Weighing Up The Risk

Andy Merricks explains how being aware of risk doesn’t mean not taking any

I have recently been fielding questions about the shaping of our portfolio construction and with this in mind I thought in this month’s column I could go through it with you

So, volatility. It is unquestionably a worry that volatility has reached one of its lowest measures in a decade, but this doesn’t necessarily predict an instant reaction. Many people look to mean reversion as a guide (what goes up must go down and vice versa). The FTSE 100 has been nudging an all time high, but this was achieved in the year 2000.

Also, we have not experienced a period of prolonged low interest rates in most of our lifetimes. We complain of low growth, but maybe this is what happens in such a cycle. The downturns may be less emphatic too.  In other words, there is a lack of the boom/bust cycles that typified more active interest rate management from the Central Banks. And of course, boom/bust equals volatility.  In a cycle-less cycle, it’s possible that lower volatility is a longer-term feature.

What are the biggest risks?
Many people are concerned about the Ukrainian problem at the moment, while others point to the situation in Iraq, Israel and Palestine as the major worry. While they are not helpful, we would argue that their effect on global markets are nowhere near as potentially dangerous as the credit crunch and Eurozone crisis that we have endured recently.

On the geopolitical front we are more concerned about the rising tensions in Eastern Asia, a region that has been largely forgotten due to the aforementioned concerns. A spat between Vietnam and China for example would be extremely unsettling to the Asian markets, and because of their deeper influence, quite possibly to global markets as well. But this is not a risk that we can necessarily defend against in advance, so we remain unprotected to such a move.

Interest Rates
Rising interest rates have been an inevitability at some point since they fell to zero, but the timing of the rise is still unknown.  There have been a few false dawns and the markets have not reacted well to them. This is an obvious risk.

No one can really say whether the rise, when it comes, is “priced in” – we’ll find out when it happens – but what we can quite confidently predict is that there will be a bout of volatility at the time because the markets will go into “recalculation” mode. At this point there will be both risk and opportunity.

Intuitively investors think that strong economic growth is a good thing, so there may well be some head scratching if markets sell-off on the back of some strong data.  Why would this be? In short, inflation. If the economy grows strongly it will mean that more people are in work.

If more people are in work it means that they will have more money in their pockets to spend. If they have more money in their pockets to spend the companies that make things and employ them will know this and so pricing pressure will occur.

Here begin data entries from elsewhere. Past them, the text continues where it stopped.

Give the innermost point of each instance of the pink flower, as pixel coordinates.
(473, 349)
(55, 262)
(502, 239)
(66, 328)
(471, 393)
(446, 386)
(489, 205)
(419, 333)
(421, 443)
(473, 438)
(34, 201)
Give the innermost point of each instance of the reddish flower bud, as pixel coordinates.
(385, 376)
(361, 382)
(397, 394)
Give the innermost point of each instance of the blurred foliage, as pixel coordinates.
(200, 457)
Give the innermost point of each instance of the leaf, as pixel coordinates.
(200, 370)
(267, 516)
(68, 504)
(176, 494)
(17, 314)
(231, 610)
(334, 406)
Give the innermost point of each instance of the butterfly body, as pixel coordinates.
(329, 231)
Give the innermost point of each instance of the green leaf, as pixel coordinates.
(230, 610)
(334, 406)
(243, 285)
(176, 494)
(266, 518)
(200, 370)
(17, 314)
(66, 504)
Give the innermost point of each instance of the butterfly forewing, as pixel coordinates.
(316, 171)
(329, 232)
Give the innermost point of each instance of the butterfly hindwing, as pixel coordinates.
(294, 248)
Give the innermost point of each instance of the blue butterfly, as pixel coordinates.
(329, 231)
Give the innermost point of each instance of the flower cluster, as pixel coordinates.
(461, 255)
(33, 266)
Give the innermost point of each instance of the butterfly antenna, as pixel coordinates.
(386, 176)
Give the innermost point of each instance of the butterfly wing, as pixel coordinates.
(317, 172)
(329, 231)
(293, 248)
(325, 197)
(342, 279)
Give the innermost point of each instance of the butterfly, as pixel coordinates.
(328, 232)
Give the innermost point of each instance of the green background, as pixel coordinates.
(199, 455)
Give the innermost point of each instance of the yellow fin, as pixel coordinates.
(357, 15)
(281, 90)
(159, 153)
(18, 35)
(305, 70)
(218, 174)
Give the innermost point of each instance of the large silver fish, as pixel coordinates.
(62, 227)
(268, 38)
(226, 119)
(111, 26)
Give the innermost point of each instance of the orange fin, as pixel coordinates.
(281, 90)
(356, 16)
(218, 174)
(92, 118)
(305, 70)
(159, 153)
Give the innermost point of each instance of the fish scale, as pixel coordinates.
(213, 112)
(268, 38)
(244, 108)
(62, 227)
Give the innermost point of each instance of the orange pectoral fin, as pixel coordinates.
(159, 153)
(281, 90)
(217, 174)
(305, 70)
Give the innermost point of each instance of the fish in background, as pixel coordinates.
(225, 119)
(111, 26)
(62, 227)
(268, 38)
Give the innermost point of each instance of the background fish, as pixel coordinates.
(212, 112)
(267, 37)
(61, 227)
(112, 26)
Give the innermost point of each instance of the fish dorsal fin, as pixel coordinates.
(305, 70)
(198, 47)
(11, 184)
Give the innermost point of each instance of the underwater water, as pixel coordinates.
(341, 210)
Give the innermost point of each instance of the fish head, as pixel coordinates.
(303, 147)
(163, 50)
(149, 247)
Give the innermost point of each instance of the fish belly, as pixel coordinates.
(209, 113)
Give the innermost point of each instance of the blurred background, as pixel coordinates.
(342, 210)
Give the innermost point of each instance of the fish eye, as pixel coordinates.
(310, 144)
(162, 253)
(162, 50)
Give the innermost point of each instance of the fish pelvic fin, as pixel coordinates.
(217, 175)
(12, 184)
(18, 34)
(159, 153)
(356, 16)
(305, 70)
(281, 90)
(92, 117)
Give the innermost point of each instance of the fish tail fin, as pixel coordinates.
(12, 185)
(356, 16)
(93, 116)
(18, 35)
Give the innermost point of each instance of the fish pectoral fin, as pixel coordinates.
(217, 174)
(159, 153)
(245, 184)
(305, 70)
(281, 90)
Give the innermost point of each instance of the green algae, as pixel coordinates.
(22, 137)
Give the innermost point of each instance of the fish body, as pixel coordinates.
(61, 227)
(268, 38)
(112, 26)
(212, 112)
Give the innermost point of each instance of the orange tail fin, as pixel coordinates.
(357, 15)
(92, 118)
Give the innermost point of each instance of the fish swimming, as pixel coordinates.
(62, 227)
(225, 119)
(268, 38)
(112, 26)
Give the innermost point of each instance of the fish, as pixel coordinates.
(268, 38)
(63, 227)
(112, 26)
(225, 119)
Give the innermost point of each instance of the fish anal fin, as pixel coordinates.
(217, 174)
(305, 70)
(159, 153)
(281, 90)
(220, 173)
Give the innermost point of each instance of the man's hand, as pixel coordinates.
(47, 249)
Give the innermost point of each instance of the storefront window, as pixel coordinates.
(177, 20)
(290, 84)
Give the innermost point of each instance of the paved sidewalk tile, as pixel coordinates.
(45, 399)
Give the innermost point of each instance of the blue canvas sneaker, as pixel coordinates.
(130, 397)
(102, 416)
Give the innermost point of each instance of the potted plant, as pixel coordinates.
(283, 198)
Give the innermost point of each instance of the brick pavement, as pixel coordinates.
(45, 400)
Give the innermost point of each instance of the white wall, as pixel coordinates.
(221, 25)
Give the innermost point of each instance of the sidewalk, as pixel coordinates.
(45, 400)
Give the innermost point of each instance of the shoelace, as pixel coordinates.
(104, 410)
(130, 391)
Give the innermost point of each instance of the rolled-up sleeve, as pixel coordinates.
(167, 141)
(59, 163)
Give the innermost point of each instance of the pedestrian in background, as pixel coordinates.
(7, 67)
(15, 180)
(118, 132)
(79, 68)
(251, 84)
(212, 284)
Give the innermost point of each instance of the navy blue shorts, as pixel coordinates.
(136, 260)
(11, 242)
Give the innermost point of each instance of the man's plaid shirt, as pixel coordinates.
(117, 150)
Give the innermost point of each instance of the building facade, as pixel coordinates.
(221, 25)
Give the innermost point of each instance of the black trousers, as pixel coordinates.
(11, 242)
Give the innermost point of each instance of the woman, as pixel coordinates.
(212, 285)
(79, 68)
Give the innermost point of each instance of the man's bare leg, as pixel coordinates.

And if there are fewer people unemployed, those in work will feel more confident about asking the boss for a pay rise to buy the very things that are becoming more expensive.

This is inflation, and if it looks like growing too strongly the banks will raise interest rates more. And this is the scenario that the markets will be trying to get to grips with when they go into “recalculation” mode, which we suspect will trigger a fall.

On the flip side, we don’t think that, once they’ve recalculated, they will be too alarmed by what they see, so our guess is that any volatility for this reason will be relatively shallow, albeit uncomfortable.

European Banking System
July saw a small panic occur when the Portuguese bank, Banco Espirito Santo, revealed large hidden losses on its balance sheet. This was not good news for our investment strategy that consists of being overweight in the European Periphery (Italy, Spain and Greece) in our portfolios, as these were the very markets that sold off most aggressively. We turned to the excellent BCA Research for guidance and were reassured by what we found.

The ECB has bulked up its stress-testing of European banks, and what happened to Espirito Santo was exactly what the Asset Quality Review (AQR) was designed to do – namely flush out the skeletons in the cupboard.

From data that BCA published, it appears that most of the European banks are adequately covered and those that fail (such as the Portuguese one) will not pose a systemic risk to the system (as seen by the Portuguese one!).

At the same time there are strong signals that the Spanish housing market may have bottomed and that European bank lending in general has once again turned positive, so if the banking system itself is not threatened the biggest beneficiaries of improved sentiment towards banks will be those very indices that have a higher weighting towards them. Which is why we maintained our overweight position to the Periphery markets.

So these are just some of the discussions that we are currently having as we weigh up the correct mix of risk on and risk off in our portfolios.

While we do see threats looming through current valuations and low volatility as well as geopolitical issues in Eastern Europe, Eastern Asia and the Middle East; are these threats sufficient for us to run to the hills seeking cover?  Not yet. Not just yet.